In many places in the US, you must go to a courthouse or other recording
agency, fill out a form, pay a fee, and obtain the documents either
on-site or later via the postal service. One could argue that these
documents, while still 'publically available' are somewhat inaccessible
based on the procedures necessary to obtain them. The same is true for
many types of public documents.
The interesting thing about online databases, and one that is becoming
more and more prevalent with issues surrounding privacy is not one
of whether the data is to be made public or not, but ease of access
to that data. Putting a database online and making it freely, instantly,
and easily accessible to anyone with a minimum of knowledge makes the
data contained therein much *more* public" than having that same database
accessible via procedures such as verifiable requests, fees, lag times
on response, etc.
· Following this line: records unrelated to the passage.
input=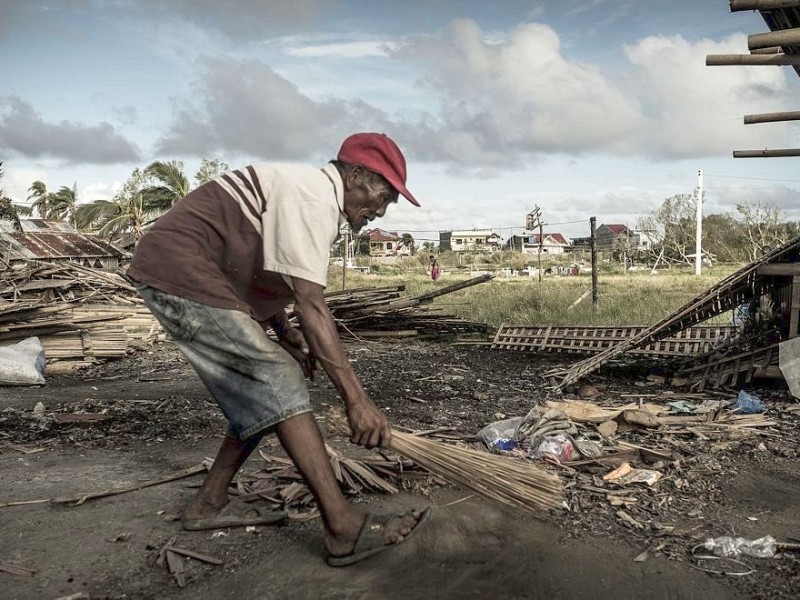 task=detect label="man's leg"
[278,412,420,556]
[183,435,261,519]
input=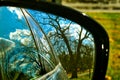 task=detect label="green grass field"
[86,12,120,80]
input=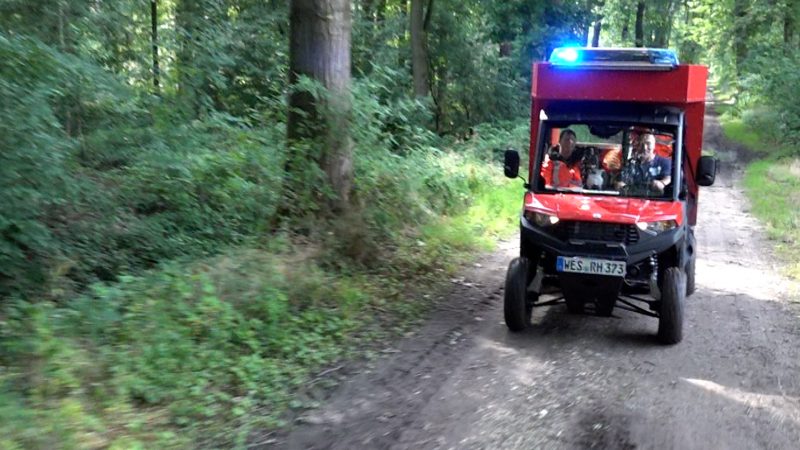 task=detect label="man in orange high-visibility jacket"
[541,128,583,188]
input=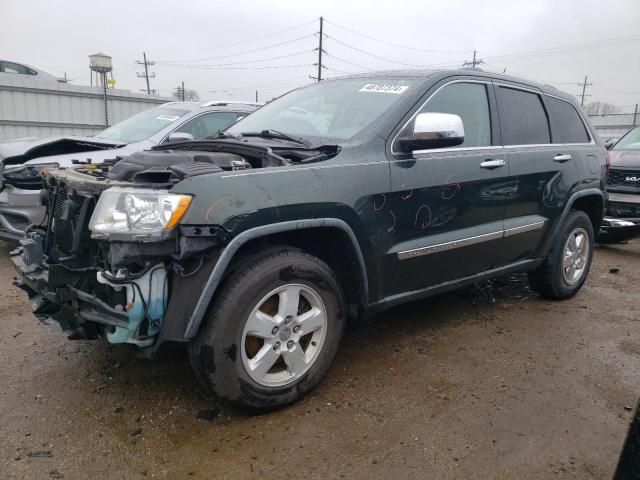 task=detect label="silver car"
[0,101,261,241]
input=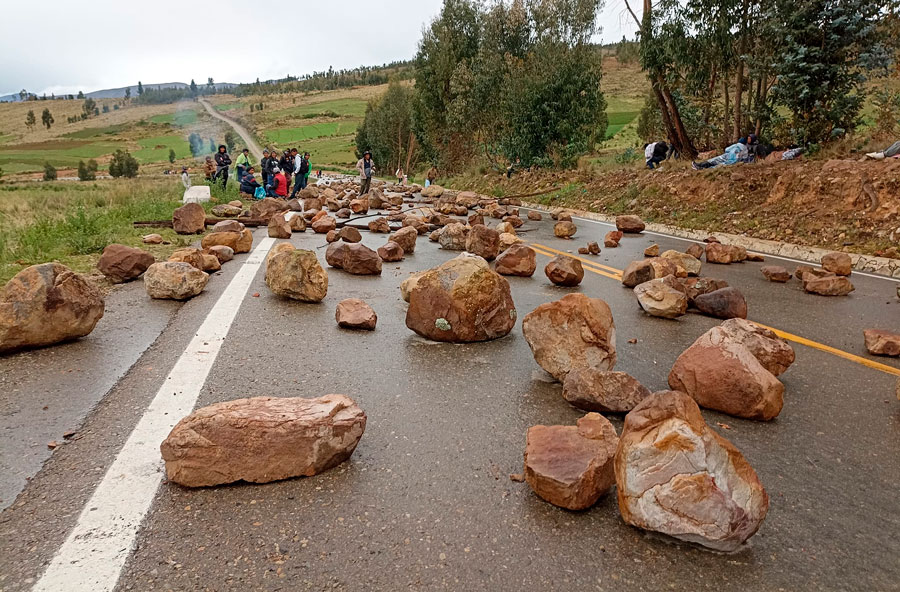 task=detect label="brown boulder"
[406,253,516,343]
[172,203,206,234]
[615,391,769,552]
[553,220,578,238]
[616,214,646,234]
[822,252,853,275]
[563,368,650,413]
[494,243,537,277]
[378,241,403,262]
[334,298,378,331]
[97,244,156,284]
[694,286,747,319]
[863,329,900,357]
[266,243,330,302]
[144,262,209,300]
[760,265,791,284]
[525,413,619,510]
[544,255,584,288]
[159,395,366,487]
[468,224,500,261]
[522,294,616,382]
[0,263,105,352]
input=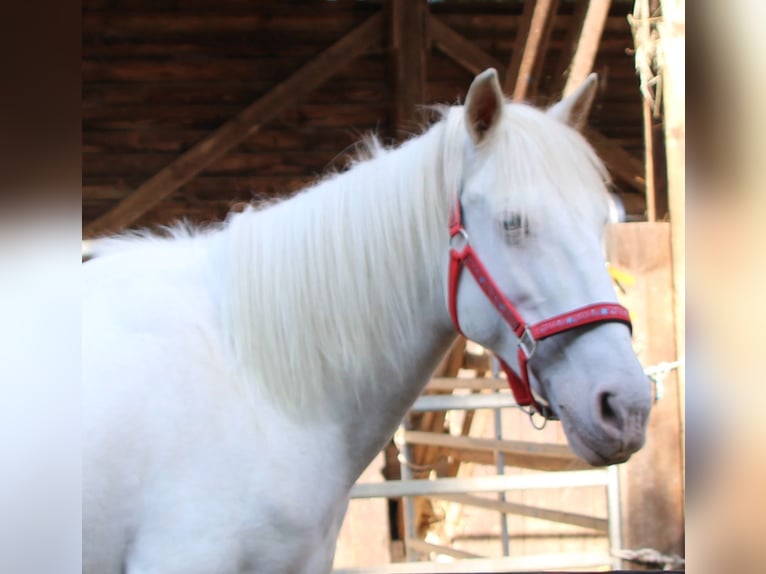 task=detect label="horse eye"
[500,213,529,245]
[503,213,522,231]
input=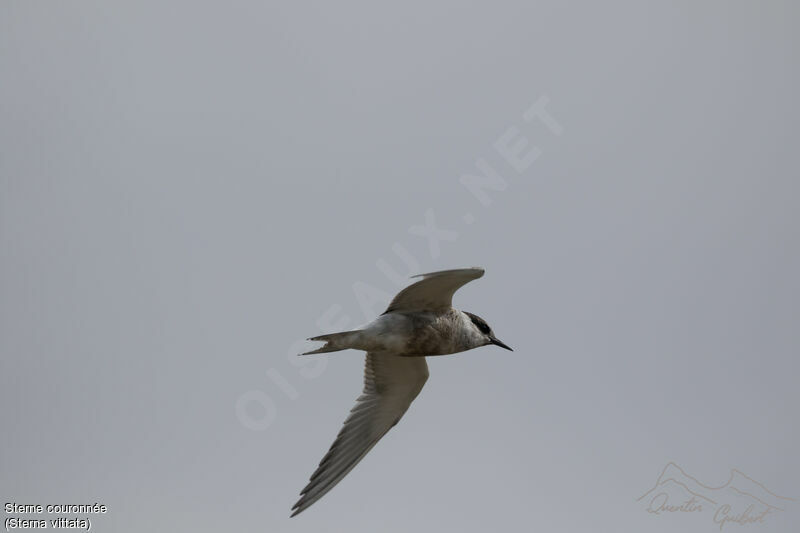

Both databases are publically available, but one
is more private by nature of its access method; the latter method would
discourage many casual browsers.
Interestingly enough, this sort of approach would also go a long way
towards curtailing domain name speculation and what I'd like to call
'squatting with intent' -- i.e., buying up domain names in bad faith
with an eye towards selling them back to the infringed-upon party.
On the other claw, many of the T/IP crowd won't like this approach,
because it may deter the very squatting they seek to prevent, it will
also mean they would have to pay to search the databases for existing
Here is where existing and planned companies that will perform exactly
such searches come in. The TM/IP interest pays company X a fee, company
X searches for potential infringements, and potentially pays a smaller
than normal fee for the search to the registry. The competitiors of
X stand to gain business if they can come up with a better search
algorithm than X, thus maximizing the difference between TM/IP fees
paid in and search fees paid out. Or, the registry itself could go
into this business, although I believe current thinking would rule
that sort of behavior out.
Anyway, that's my handful of sheckels on the topic, for the moment.